Pourquoi ne pas cultiver cet état du « je ne sais pas » et s’en faire un allié?
Partons du principe que le changement est inévitable, omniprésent et que donc, tout ce que vous pensez savoir en ce moment est peut-être complètement dépassé ou erroné. Qu’est-ce que cette condition de ne pas savoir vous permet de découvrir de nouveau, dans votre travail par exemple?
C’est personnellement grâce à cet état d’esprit que je réussis à garder ma flamme active dans mon métier de musicienne. Sinon, qu’est-ce qu’il y aurait de réellement excitant à jouer d’un instrument que je maîtrise depuis plusieurs années pour interpréter des notes alignées sur une feuille qu’il m’est possible de déchiffrer en très peu de temps et que j’ai même déjà jouer plusieurs fois?
C’est la routine. J’aime mieux me demander de quelle façon je pourrais améliorer mon son, ma projection, ma fluidité, mon style musical, ma personnalité, etc. Parce qu’au fond, je n’en sais peut-être rien!!!
Se placer dans les souliers du débutant, un peu chaque jour.
C’est si agréable les débuts. Un tout nouveau bébé, un nouveau chum, un nouvel ami, un nouveau travail, un nouveau quartier…puis le temps passe et la routine s’installe. On se demande où est passé ce je ne sais quoi qui animait notre flamme.
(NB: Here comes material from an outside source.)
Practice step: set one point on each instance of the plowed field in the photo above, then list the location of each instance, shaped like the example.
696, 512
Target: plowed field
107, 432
On à l’impression de tout connaître, on fonctionne sur le pilote automatique, il n’y a plus de mystère et on oublie que finalement, on ne sait pas.
Qui sont réellement ces personnes avec qui je partage ma vie? Si je rencontrais cette personne qui se trouve devant moi pour la première fois, qu’est-ce que je percevrais? Comme je suis différente d’hier et que l’autre l’est également, qu’est-ce qui se présente à moi, à nous, que nous ne savons pas encore, maintenant?
Au fond, s’il y a autant de choses que je ne connais pas, il n’y a plus de crainte à ne pas savoir. Je peux être constamment dans cet état et prendre plaisir, jour après jour, à découvrir ce que la vie me réserve de neuf. Particulièrement dans tout ce qui me semble le plus connu.